三幹部が中学生に化け、れいかと生徒会選挙で闘う、という話でした。その、プリキュア史上初という奇抜な設定、及び、戦闘中にウルフルンに罵倒された、れいかが、二度ほど、ソウルジェムが真っ黒になりかけそうな表情を浮かべ、それを、みゆき達が救った、という描写が印象に残った話でした。
一方で、話の筋立ての根源に違和感があり、それが最後まで拭えなかった話でもありました。
冒頭、れいかの生徒会副会長としての活動から始まります。そして、みゆきの話がきっかけで、れいかを次期生徒会長に、ということで、四人が盛り上がります。
しかしながら、れいかは生徒会長になる気はない、と発言し、四人を驚かせます。
その理由は、「生徒会長は、生徒たちに進むべき道を示すもの。しかし、自分にはそれがない」というものでした。率直に言って、この発言並びにその後に取った行動には、かなり違和感がありました。
結局、このあと、れいかは、三幹部が変身した「生徒会長候補」の無茶苦茶な公約に対抗するために、立候補を宣言します。
しかしながら、自分が「生徒会長としての道」を示せない、と思ってにもかかわらず立候補する、というは整合性がないのでは、と思いました。特に、「道」にこだわりを見せる、れいかの事なので、かなりの違和感がありました。
「ルン太郎」達の当選を阻止したいのなら、他にも二年生の生徒会役員はいるわけですから、どうしても「ルン太郎」達の生徒会長就任を阻止したければ、その役員に立候補してもらい、自分はその応援をする、という事で良かったのではないでしょうか。
いずれにせよ、冒頭の発言と、立候補してからの発言の整合性がおかしいのでは、と思わざるを得ませんでした。
もう一つひっかかったのは、戦闘中、ウルフルンの言葉で傷つく、れいかを四人がかばった時の会話でした。その時、ウルフルンが「友達だから(れいかをかばうん)だろ」と言うと、あかねは否定します。
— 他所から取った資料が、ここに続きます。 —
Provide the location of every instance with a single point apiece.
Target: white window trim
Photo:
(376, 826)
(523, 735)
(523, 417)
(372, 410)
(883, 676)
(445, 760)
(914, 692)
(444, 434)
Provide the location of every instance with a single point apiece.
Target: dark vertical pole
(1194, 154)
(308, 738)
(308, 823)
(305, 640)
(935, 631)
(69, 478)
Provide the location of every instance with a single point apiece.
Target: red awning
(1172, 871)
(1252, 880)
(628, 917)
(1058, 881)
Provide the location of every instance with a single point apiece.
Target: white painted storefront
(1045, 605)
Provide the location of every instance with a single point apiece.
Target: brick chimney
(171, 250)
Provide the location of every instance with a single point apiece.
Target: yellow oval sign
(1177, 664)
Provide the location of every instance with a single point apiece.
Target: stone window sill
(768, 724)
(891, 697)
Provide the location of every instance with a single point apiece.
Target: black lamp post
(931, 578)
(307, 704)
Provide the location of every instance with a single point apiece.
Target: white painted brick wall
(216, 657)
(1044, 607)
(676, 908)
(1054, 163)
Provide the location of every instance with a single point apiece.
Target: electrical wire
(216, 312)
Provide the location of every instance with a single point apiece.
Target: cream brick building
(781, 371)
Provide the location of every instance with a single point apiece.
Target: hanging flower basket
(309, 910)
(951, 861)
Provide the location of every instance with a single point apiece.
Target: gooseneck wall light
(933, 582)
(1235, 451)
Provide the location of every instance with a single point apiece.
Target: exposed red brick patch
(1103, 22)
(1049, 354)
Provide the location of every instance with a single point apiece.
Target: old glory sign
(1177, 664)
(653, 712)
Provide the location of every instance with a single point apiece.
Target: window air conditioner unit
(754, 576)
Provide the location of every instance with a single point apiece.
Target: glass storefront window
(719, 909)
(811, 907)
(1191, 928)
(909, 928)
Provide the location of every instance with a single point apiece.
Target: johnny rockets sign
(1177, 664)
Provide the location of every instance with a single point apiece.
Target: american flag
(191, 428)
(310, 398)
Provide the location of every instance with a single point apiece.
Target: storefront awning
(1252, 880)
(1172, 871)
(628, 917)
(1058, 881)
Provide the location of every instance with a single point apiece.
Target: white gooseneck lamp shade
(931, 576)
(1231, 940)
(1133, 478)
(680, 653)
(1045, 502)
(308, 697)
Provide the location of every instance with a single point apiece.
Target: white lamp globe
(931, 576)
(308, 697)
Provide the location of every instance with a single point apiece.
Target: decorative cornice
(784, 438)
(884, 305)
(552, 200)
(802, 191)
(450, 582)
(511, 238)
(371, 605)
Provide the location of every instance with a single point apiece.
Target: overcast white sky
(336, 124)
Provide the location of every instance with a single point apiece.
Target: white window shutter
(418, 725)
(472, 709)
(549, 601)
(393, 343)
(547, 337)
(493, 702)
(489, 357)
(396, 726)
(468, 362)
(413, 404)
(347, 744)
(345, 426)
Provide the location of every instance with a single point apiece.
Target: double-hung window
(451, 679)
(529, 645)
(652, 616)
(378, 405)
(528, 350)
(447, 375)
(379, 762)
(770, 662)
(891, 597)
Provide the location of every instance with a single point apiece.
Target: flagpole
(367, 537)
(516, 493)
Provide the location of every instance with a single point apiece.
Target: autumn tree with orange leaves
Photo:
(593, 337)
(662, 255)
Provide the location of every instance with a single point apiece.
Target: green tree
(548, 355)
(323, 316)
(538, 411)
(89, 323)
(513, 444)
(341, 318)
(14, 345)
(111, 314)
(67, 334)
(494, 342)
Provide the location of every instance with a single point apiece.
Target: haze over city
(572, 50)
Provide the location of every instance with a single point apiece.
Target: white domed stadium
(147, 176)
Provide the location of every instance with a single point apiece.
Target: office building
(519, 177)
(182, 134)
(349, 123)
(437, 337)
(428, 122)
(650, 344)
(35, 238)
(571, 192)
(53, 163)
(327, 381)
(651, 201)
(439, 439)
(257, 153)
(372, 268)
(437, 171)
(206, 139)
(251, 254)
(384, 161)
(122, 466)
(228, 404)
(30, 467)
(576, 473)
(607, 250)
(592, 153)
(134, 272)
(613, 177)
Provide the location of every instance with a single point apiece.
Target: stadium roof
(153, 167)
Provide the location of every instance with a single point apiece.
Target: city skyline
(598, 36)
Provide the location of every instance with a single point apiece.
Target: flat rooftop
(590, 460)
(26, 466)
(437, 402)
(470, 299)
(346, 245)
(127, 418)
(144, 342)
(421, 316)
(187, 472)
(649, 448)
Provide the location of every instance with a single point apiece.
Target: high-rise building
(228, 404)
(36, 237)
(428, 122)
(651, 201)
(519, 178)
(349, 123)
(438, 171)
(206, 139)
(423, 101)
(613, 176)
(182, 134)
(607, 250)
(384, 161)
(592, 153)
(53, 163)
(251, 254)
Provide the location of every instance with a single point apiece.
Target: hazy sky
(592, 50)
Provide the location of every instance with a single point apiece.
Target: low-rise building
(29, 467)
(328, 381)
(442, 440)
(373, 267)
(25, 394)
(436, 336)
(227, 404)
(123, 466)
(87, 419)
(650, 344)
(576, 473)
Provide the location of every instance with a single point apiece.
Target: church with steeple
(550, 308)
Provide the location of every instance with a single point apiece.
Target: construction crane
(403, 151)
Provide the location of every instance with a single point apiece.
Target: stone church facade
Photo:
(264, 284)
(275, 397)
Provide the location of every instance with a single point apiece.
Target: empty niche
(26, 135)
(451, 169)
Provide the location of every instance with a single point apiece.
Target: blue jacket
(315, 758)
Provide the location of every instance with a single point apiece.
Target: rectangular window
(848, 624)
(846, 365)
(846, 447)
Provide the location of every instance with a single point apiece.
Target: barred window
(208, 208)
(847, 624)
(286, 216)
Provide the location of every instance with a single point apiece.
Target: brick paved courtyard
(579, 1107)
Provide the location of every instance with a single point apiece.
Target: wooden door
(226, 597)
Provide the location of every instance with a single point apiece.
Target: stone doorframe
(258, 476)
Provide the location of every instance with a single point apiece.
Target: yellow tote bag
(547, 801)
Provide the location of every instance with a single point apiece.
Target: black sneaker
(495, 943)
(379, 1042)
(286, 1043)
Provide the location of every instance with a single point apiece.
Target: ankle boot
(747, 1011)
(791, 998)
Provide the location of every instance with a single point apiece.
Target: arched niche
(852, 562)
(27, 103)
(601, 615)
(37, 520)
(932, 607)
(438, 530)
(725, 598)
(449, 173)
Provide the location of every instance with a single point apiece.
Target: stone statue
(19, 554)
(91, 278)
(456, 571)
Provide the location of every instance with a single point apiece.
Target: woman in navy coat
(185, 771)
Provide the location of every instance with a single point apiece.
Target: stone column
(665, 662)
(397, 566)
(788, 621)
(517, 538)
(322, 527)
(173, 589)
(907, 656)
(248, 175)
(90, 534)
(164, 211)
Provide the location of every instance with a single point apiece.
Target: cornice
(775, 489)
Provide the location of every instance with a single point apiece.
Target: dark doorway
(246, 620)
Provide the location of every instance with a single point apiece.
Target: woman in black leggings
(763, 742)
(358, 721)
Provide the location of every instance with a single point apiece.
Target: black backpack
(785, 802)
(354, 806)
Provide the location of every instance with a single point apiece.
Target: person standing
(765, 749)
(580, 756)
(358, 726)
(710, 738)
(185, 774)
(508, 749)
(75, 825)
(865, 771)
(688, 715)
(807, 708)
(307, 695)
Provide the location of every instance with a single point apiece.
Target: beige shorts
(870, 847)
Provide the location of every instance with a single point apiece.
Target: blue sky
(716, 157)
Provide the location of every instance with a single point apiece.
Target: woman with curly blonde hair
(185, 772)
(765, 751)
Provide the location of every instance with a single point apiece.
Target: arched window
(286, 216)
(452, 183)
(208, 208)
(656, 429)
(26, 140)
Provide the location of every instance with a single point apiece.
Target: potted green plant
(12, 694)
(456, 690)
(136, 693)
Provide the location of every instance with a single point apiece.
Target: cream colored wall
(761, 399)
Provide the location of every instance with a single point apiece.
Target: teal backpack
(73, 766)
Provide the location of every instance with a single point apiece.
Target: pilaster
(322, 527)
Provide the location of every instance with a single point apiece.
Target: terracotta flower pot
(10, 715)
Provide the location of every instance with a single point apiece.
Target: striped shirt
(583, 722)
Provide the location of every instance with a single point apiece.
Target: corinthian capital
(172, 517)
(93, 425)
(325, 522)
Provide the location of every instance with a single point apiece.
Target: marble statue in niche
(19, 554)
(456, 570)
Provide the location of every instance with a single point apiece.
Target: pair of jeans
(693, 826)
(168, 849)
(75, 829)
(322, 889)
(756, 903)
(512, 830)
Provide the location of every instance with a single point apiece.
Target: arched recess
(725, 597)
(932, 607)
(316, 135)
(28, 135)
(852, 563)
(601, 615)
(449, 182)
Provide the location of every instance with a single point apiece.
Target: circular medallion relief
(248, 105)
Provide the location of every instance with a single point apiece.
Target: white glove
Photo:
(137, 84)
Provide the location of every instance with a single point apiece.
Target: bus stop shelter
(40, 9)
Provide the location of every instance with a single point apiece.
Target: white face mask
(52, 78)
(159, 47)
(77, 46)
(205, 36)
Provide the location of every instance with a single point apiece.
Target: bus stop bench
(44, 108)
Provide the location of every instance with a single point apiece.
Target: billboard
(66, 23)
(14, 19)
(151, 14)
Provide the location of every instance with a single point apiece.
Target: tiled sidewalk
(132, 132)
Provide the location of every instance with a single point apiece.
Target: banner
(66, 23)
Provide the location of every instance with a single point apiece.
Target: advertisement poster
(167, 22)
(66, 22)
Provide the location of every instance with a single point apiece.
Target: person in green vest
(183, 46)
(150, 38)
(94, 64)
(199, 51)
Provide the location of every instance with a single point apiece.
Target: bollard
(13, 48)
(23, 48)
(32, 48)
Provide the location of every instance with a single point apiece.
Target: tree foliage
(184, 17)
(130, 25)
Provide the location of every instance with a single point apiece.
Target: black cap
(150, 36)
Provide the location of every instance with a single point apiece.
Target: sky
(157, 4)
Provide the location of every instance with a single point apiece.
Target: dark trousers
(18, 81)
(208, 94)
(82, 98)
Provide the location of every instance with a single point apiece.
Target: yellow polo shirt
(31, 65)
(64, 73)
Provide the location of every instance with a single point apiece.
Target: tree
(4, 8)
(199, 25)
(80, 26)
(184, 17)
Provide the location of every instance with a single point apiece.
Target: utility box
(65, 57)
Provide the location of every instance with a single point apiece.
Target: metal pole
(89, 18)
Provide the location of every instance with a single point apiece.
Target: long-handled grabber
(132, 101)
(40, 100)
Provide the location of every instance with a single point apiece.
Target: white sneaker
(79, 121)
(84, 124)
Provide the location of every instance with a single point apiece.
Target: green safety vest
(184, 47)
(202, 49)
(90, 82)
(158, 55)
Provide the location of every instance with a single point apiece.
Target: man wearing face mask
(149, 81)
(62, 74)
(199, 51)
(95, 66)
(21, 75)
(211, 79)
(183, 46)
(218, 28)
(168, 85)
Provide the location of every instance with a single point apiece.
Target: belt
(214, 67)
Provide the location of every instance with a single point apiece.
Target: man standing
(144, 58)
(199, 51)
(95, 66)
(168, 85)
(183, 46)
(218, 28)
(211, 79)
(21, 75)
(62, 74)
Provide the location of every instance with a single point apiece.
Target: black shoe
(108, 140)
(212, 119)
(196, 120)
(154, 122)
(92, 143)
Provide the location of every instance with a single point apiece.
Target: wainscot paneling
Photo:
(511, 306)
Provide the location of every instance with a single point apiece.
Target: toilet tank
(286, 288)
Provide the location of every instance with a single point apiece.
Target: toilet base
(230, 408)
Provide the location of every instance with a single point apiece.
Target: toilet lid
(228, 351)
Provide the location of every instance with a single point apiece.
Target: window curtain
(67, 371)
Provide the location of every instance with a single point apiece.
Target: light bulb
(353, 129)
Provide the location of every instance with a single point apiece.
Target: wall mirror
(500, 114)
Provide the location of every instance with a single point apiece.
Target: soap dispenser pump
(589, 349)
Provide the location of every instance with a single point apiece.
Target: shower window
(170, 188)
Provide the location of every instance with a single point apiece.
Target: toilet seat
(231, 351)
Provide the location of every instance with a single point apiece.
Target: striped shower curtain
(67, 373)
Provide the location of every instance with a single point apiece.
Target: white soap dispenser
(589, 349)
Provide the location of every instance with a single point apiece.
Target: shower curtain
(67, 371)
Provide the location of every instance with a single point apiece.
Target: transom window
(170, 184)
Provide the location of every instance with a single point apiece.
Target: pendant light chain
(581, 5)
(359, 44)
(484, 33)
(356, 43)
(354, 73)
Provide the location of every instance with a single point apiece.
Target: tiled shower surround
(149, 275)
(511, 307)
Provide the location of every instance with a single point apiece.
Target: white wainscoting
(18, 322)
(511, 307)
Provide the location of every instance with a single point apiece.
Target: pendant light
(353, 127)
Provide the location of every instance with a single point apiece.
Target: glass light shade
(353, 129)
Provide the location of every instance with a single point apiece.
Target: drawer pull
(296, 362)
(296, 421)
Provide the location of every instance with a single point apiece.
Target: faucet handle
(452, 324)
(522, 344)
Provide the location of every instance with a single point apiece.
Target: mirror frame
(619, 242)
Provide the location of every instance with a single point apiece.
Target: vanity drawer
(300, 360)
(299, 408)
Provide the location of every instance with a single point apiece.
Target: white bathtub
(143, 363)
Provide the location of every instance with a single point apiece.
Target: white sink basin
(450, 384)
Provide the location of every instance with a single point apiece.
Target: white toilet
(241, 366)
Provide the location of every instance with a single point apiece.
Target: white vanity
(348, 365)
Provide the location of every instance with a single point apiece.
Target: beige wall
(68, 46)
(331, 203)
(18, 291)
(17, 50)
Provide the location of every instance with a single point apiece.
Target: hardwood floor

しかしながら、どう考えてもこの四人が、れいかをかばったのは、「友達だから」です。仮に、一年前に同じような事があったらどうだったでしょうか。なおはともかく、あかね・やよいが同様の主張をしていたとは思えません。
ここは素直に、「友達を応援して何が悪いんや!」と言い返したほうが自然なのでは、と思いました。
ただ、視覚的には、この戦闘中に、ウルフルンの発言に傷つき、絶望の一歩手前のような表情を見せる、れいか及び、彼女の事を応援する四人、そして、それを聞いて表情が明るくなる、れいか、という描写は、非常に良く描けていると思いました。
また、最初の立会演説会において、れいかが登場するかなり前から、目をつぶって手を合わせて応援していた、なおの描写も印象に残りました。なおの、れいかをいかに大切に思っているかを非常に上手く伝えていたと思いました。
それらの質の高い描き方は深く印象に残りました。しかしながら、「選挙」を意識し過ぎたためか、全般において、これらの「綺麗事」的な発言が今回は多発していました。それが非常にひっかかり、最後まで強い違和感が拭えませんでした。
もっとも、今回の話の主題はそこにはないのでしょう。
一番の主題は、敵キャラが中学生に変身して、プリキュアである、れいかと生徒会選挙を争う、という想像を絶する展開だったと思われます。
正体を隠してプリキュア達に接触する敵キャラは、歴代シリーズでも少なからず存在します。しかし、いずれも目的は打倒プリキュアのためでした。
しかも、その動機は、テレビで見た「生徒会長の権力者ぶりに感動したから」です。彼らにとって、れいかが対抗しようとしまいと、別にどうでもいい事なわけです。
こんな、しょうもない動機で、しかも三人勢ぞろいして人間に化け、プリキュアと絡むわけです。そして、ウルフルンに至っては、戦闘終了後に平然と五人の前で再び人間に化け、「選挙戦」を続けていました。
これは、プリキュアシリーズのみならず、歴代のアニメや特撮でもかなり珍しいのではないでしょうか。
しかも、次回はマジョリーナの魔法によって、プリキュア五人と、ウルフルン・アカオーニが幼児化し、鬼ごっこで闘う(?)という話になるとのことです。
これまた、かなり想像を絶する話です。
ここ数年ほど、プリキュアシリーズでは終盤で敵キャラと和解するというのが普通になっています。特にここ二年はラスボスも含めて敵キャラが誰も死にません。
今年は、それまで以上に、敵の三幹部とプリキュア達の距離を近づけようとしていると思われます。果たして、最後にどのような形での結末を用意しているのでしょうか。今から非常に気になります。
※映画の感想は間に合いませんでした。水曜の掲載を予定しています。すみません。